For the past three years I have visited Chicago for the annual Midwest Political Science Association conference and have enjoyed a number of outstanding meals at Tru, Alinea, Grace, L20, and most recently Girl & the Goat. After a nine-course tasting menu, the question is, does Topolobampo belong in that set? Does a priest make a good sitter?
I’m afraid, dear reader, the onslaught of amateurism made for the most joyless dining experience I can remember in a Michelin-starred restaurant.
Those three hours were marked by numerous blunders, beginning with the melancholic amuse of hearts of palm pudding and watermelon radish, which just might be the most insubstantial kitchen offering I’ve witnessed; it valiantly parried my spoon’s best efforts to compile even the faintest bite. Then came a near twenty-minute wait for the first course, leading my server to issue an apology before the meal proper had even begun. And when the stuffed rock hen did arrive, it was lukewarm. One misstep deserves another, I suppose, as next out was a poached egg, which is described on the menu as “perfect[ly] poached;” what may have been perfectly poached was imperfectly served as the egg was cold enough to lead me to believe it was plucked straight from an ice bath and plopped atop a gummy saffron rice cake.
I would be remiss if I didn’t mention the dining room manager who did his best Hank Paulson impression in trying to rescue this Lehman Brothers of a meal, but the errors on the plate were beyond his control. A cube of sous vide pork shoulder was so dry that no amount of mole could reconstitute the protein to edibility. My frustration reached its apogee with the first dessert, a ricotta fritter with, inter alia, a frozen sabayon. Described on the menu as a “warm little ‘doughnut'” what arrived was a dessicated mass that 7-11 wouldn’t deign to serve; the dish would return to the kitchen in largely the same condition that it arrived in front of me.
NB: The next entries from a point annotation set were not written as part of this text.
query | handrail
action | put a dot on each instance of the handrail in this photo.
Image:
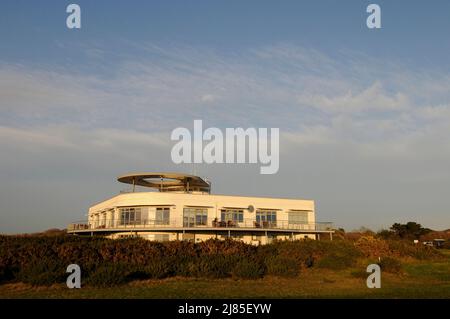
(177, 223)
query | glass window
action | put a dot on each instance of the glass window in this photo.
(195, 216)
(130, 215)
(266, 217)
(298, 217)
(236, 215)
(162, 216)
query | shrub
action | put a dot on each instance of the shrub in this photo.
(157, 269)
(372, 247)
(109, 275)
(248, 269)
(282, 266)
(408, 249)
(6, 274)
(42, 273)
(213, 266)
(391, 265)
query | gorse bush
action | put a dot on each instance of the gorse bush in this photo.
(282, 266)
(43, 272)
(248, 269)
(106, 262)
(109, 275)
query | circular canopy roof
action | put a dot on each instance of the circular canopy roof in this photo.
(167, 182)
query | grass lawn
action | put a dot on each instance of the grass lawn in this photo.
(419, 280)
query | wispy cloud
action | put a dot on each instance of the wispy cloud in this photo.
(351, 126)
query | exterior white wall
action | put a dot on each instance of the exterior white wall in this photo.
(213, 203)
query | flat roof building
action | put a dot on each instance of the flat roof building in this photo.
(181, 207)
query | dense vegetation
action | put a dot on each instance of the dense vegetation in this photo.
(104, 262)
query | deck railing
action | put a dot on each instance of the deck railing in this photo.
(247, 223)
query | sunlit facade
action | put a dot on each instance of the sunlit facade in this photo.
(181, 207)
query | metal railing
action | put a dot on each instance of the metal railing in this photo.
(177, 223)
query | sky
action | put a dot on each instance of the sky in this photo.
(364, 114)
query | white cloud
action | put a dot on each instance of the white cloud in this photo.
(352, 132)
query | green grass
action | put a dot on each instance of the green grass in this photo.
(419, 280)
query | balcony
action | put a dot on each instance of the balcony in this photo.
(215, 225)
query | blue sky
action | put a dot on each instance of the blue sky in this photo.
(364, 115)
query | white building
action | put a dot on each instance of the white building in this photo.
(182, 208)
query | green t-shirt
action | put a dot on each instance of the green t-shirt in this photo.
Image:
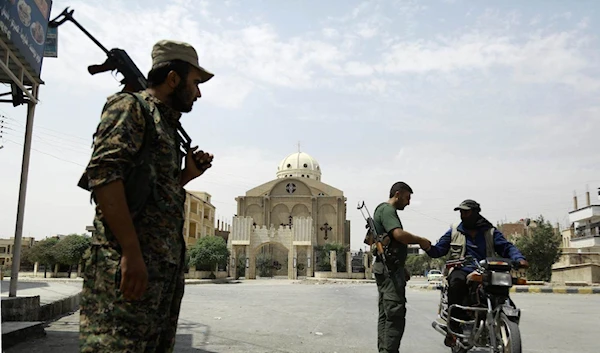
(386, 220)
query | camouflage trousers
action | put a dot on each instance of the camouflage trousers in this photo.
(392, 308)
(109, 323)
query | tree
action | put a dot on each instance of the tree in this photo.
(208, 252)
(541, 247)
(417, 264)
(69, 250)
(43, 252)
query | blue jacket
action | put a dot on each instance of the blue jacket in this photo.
(476, 247)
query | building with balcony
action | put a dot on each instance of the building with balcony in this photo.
(199, 217)
(7, 248)
(580, 259)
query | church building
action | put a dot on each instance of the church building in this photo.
(281, 221)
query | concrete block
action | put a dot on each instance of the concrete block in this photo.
(19, 331)
(20, 308)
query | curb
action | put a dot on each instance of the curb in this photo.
(338, 280)
(53, 311)
(532, 289)
(212, 281)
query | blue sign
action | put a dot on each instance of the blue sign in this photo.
(51, 47)
(24, 24)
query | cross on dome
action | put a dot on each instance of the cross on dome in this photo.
(299, 165)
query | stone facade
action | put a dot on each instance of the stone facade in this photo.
(296, 211)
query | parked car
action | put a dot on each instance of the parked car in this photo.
(434, 276)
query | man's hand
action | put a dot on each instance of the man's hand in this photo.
(196, 163)
(425, 244)
(134, 276)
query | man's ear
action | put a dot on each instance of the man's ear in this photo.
(173, 79)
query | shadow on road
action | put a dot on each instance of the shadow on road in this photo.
(23, 285)
(63, 337)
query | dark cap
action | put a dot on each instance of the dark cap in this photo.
(468, 205)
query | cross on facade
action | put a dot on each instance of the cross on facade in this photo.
(290, 188)
(326, 228)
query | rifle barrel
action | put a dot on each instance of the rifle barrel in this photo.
(69, 16)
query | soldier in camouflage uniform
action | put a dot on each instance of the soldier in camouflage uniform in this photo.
(392, 288)
(134, 271)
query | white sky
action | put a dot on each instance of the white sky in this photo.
(460, 99)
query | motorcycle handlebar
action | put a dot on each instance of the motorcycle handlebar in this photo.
(470, 260)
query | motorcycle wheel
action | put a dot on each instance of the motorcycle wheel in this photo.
(509, 334)
(456, 349)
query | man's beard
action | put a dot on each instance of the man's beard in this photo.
(471, 221)
(180, 99)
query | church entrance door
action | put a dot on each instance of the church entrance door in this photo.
(272, 261)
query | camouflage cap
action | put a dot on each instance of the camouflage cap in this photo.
(167, 50)
(468, 205)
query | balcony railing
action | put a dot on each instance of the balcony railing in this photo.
(582, 233)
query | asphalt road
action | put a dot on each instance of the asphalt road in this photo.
(278, 316)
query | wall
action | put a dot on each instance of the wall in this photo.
(589, 273)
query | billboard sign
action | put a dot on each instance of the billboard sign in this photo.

The tasting menu was redeemed only partially by (1) a lamb porchetta dish I opted to add in between two pork courses and (2) the final peach and cream dessert that the aforementioned dining room manager supplied gratis as recompense for the litany of pratfalls throughout the evening.
Spend enough time in Topolobampo and you’re sure to hear a table lionizing Monsieur Bayless for his commitment to authentic Mexican cuisine. I’m not sure how he managed to acquire such fealty from patrons, but I know it couldn’t possibly be based on the cooking that was on display during my visit.